Can I use kitchen scraps like eggshells and coffee grounds in my compost pile?

Yes, you can use kitchen scraps in a compost pile. In order to avoid attracting critters to the heap, its best to use a closed system like one of those recycled black plastic composting units that cities and towns frequently distribute or an enclosed tumbler system. Regardless of what container you use, food scraps should be combined with other ingredients. Note that some ingredients like egg shells or banana peels seem to take forever to break down. Our finished compost often contains large chunks of eggs shells, but we use it anyway. Larger items like cabbage cores and melon rinds benefit from being chopped into smaller pieces. There is no need to wash egg shells or any other foodstuff. Coffee grounds are a fabulous addition. A compost heap made solely of shredded leaves and coffee grounds will cook up into a usable compost in record time.

An ideal compost heap has a ratio of wet/​dry ingredients, also known as a ratio of green (nitrogen) and brown (carbon) ingredients. A good ratio would be around 25 percent nitrogen-rich products to 75 percent carbon products. That can be tough to achieve. A pile that is mostly nitrogen-rich materials like grass or food scraps will turn slimy and turn into a wet gooey mess. Mix food scraps with dry, carbon-rich materials such as straw, shredded leaves, or even pieces of cardboard or paper. This is not to say that every time you add kitchen refuse to the pile, you also have to add a handful of brown ingredients. This may be ideal, but not always possible. We compost in bins and are quite haphazard about adding enough brown material, but our compost does turn out fairly well after a year or so. For a list of which ingredients are nitrogen-rich and which are considered carbonaceous, see http://​compostguide.com/​composting-chart.

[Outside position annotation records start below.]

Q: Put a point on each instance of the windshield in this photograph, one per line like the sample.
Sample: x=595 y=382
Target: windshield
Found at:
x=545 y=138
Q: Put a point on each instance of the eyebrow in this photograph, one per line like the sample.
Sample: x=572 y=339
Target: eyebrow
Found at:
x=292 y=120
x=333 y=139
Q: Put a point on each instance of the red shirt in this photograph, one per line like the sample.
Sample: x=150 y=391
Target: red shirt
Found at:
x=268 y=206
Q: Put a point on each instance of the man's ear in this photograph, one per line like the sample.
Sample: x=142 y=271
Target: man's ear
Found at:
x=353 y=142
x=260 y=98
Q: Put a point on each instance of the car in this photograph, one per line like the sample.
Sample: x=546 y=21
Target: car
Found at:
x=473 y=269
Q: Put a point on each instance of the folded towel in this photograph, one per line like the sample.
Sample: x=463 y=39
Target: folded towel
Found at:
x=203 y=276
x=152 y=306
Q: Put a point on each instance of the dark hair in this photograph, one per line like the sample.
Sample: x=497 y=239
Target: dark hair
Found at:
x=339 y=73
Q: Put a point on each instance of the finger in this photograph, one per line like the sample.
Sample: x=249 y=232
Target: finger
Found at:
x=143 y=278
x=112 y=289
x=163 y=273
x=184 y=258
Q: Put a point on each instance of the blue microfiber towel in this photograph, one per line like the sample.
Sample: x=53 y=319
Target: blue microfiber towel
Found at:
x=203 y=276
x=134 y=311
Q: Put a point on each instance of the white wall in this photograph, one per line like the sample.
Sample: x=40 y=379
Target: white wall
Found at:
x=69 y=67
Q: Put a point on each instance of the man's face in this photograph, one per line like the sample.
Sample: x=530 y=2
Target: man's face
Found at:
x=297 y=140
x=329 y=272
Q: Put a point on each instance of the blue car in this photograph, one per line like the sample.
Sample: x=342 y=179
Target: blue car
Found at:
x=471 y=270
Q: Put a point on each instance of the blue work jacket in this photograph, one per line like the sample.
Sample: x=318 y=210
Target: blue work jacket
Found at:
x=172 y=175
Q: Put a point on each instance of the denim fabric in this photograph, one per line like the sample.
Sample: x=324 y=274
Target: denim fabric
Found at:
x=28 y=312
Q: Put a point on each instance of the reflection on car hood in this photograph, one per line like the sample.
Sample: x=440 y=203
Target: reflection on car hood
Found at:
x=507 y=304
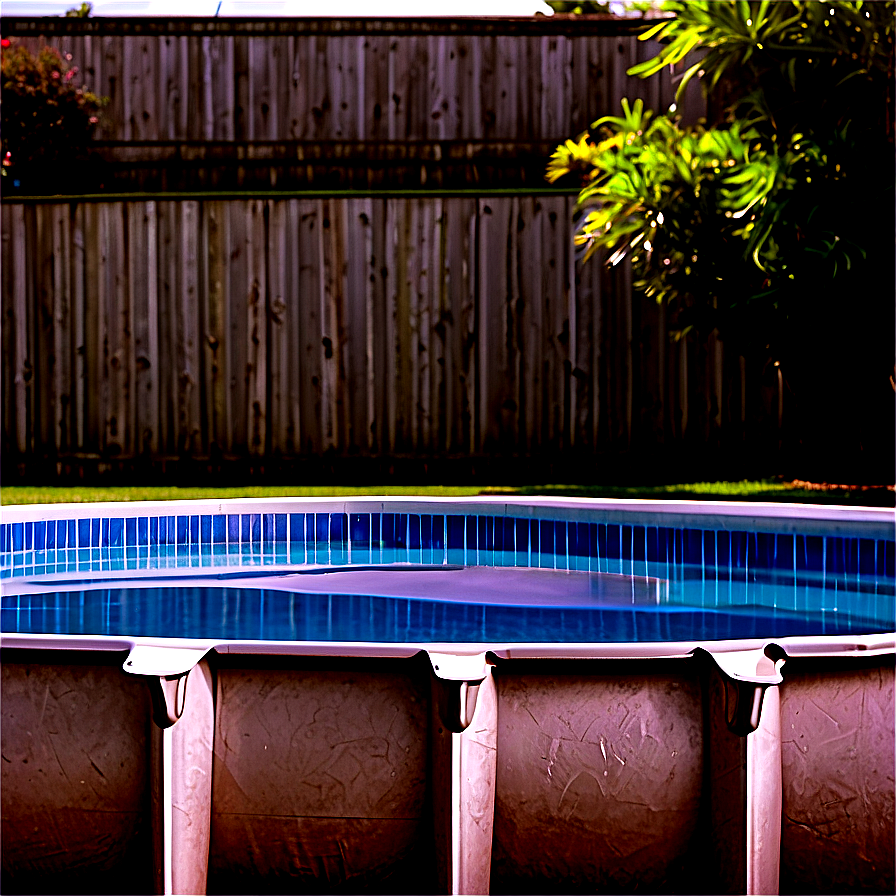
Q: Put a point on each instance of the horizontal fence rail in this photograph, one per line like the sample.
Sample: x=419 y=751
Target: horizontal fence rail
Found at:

Instead of using a composting system for their food scraps, some folks turn to indoor worm composting. This could be a fun and educational project for adults and children alike. Planet Natural offers this guide to vermicomposting: ​http://www.planetnatural.com/​worm-composting.

Can pine needles be used as mulch? What about grass clippings?

Both pine needles and grass clippings can be used as mulch, but they act differently in the garden. Pine needles make lovely lightweight mulch that doesn’t compact. Down south, bales of pine needles, known as pine straw, are sold in the garden centers. While these acidic needles make a great mulch for acid-loving plants like blueberries, science has shown that as the needles decompose they become less acidic and more neutral. They may add a wee bit of acidity to the acid-loving blueberries, but not much so they can be used anywhere. They’re also lovely in pathways, releasing a slight scent of pine as you stroll through the garden.

Provided your grass hasn’t been sprayed with a seasonal weed and feed product or some other chemical, grass is an excellent mulch product although it does take a bit of preparation before using. Green grass clippings will quickly start to rot if left in a pile. Ideally, use clippings that have dried while lying on the lawn. If you want to use clippings that have been collected as you mow and are therefore quite wet, spread them thinly in the garden so they will dry. If you plan to use the clippings, don’t select the “mulch” option with your mower. That will produce very tiny bits that could break down too quickly to be all that effective.